I removed the token corresponding to 'City' from Input-ids when giving the model to generate

# remove the last token off for input-id's as well as attention Mask
input_ids = input_ids[:,:-1] # input_text  = "Welcome to New York"
attention_mask = attention_mask[:,:-1]
print(f"input_ids={input_ids}")
outputs = model.generate(input_ids=input_ids, attention_mask=attention_mask,max_new_tokens=1)

Eval Script Output

python3 ./older/gpt2_loss_learn.py 
input_ids=tensor([[14618,   284,   968,  1971,  2254]])
attention_mask=tensor([[1, 1, 1, 1, 1]])
labels =tensor([[14618,   284,   968,  1971,  2254]])
Model Loss 0.01076329406350851
input_ids=tensor([[14618,   284,   968,  1971]])
Setting `pad_token_id` to `eos_token_id`:50256 for open-end generation.
Result 'Welcome to New York City'

A much more illustrative example https://github.com/alexcpn/tranformer_learn/blob/gpt-loss-learn/LLM_Loss_Understanding.ipynb

Solution

The default loss function is negative log-likelihood. The actual model output is not the token City but a categorical distribution over the entire 50k vocabulary. Depending on the generation strategy, you either sample from these distributions or take the most probable token.
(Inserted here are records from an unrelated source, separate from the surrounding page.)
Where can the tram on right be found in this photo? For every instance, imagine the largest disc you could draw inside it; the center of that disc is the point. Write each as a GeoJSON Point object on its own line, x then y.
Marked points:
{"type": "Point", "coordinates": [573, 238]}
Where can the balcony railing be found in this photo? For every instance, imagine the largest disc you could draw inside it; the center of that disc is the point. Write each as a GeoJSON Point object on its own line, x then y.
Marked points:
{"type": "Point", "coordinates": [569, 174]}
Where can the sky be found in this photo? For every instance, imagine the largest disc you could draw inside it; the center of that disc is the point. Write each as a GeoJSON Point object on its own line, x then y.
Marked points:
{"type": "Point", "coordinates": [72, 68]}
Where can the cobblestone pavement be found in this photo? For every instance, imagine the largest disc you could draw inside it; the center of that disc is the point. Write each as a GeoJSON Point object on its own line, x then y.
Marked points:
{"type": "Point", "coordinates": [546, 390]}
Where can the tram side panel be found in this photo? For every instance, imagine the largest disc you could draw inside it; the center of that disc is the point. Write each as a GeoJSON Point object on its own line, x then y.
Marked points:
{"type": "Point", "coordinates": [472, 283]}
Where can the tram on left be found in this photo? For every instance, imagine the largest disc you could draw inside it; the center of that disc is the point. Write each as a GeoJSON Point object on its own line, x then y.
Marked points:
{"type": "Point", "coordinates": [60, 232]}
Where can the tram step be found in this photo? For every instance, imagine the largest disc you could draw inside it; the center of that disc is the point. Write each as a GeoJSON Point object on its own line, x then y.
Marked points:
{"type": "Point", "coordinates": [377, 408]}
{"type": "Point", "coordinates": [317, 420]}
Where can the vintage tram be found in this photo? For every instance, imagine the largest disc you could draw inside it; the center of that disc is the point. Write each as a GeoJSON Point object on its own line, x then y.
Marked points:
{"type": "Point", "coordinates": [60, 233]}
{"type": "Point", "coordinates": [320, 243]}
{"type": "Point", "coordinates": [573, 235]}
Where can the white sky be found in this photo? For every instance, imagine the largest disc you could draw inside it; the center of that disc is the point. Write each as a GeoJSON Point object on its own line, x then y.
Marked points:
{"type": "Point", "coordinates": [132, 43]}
The token City, apparently the most probable one, gets some probability, and the loss is then minus the logarithm of this probability. Loss close to zero would mean the token would get a probability close to one. However, the token distribution also considers many plausible but less likely follow-ups. Loss 3.26 corresponds to the probability of exp(-3.26), approximately 3.8%. It seems small, but in a 50k vocabulary, it is approximately 2000 times more probable than a random guess.

You can try to fine-tune the model to be absolutely sure that City will follow with 100% probability, but it would probably break other language modeling capabilities.